Wired All Wrong was an electronic rock/alternative metal band formed by musician/producers Matt Mahaffey of Self and Jeff Turzo previously of God Lives Underwater. The two have been longtime friends since a mix-up of their bands on MTV. Partly due to the unfortunate deaths of David Reilly from GLU and Mike Mahaffey from Self, Matt and Jeff were able to shift their attention away from their other bands. Their debut studio album, Break out the Battle Tapes, was released on September 12, 2006.

==Break out the Battle Tapes==
Wired All Wrong released their only studio album Break out the Battle Tapes, on September 12, 2006 which features the singles "Lost Angeles", "Nothing at All" and "Elevatin". The song "You're Freakin' Me out Girl" features rapper Count Bass D.

The band went on tour in the fall of 2006 to promote their album. A notable performance was at LA Weekly's Detour Festival.

The band had a contest for their fans to make the music video for "Nothing at All".

==Live performances==
Wired All Wrong had been described as functioning similar to God Lives Underwater, Turzo's former band, in the sense that the two founding members, Turzo and Mahaffey, write, record and produce all the music and perform it live alongside a full band. Their on-stage presence is that of an over-the-top, garage-band-like, heavy metal sound accented by Mahaffey's lighthearted stage antics.

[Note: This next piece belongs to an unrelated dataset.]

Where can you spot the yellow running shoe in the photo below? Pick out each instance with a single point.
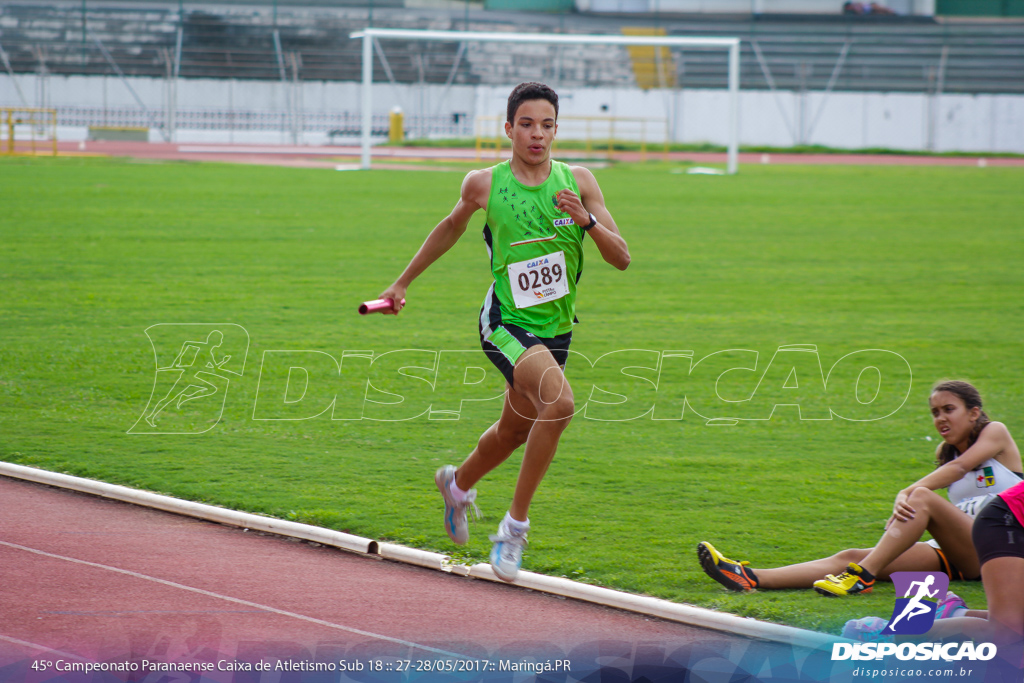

Wired All Wrong performed and recorded a remix of their hit song "Lost Angeles" live at radio station Indie 103. An mp3 of what has been dubbed the "Super Funky Fresh Mix" of the song was available on the band's MySpace page in a blog from September 25, 2006.

==Producers==
The duo produced for the band Hellogoodbye on their debut album Zombies! Aliens! Vampires! Dinosaurs!. They also produced four tracks for the band Forever the Sickest Kids on their debut album Underdog Alma Mater. They produced two tracks on The Sounds' third album Crossing the Rubicon as well as the entire 2008 album Walk This Way by The White Tie Affair.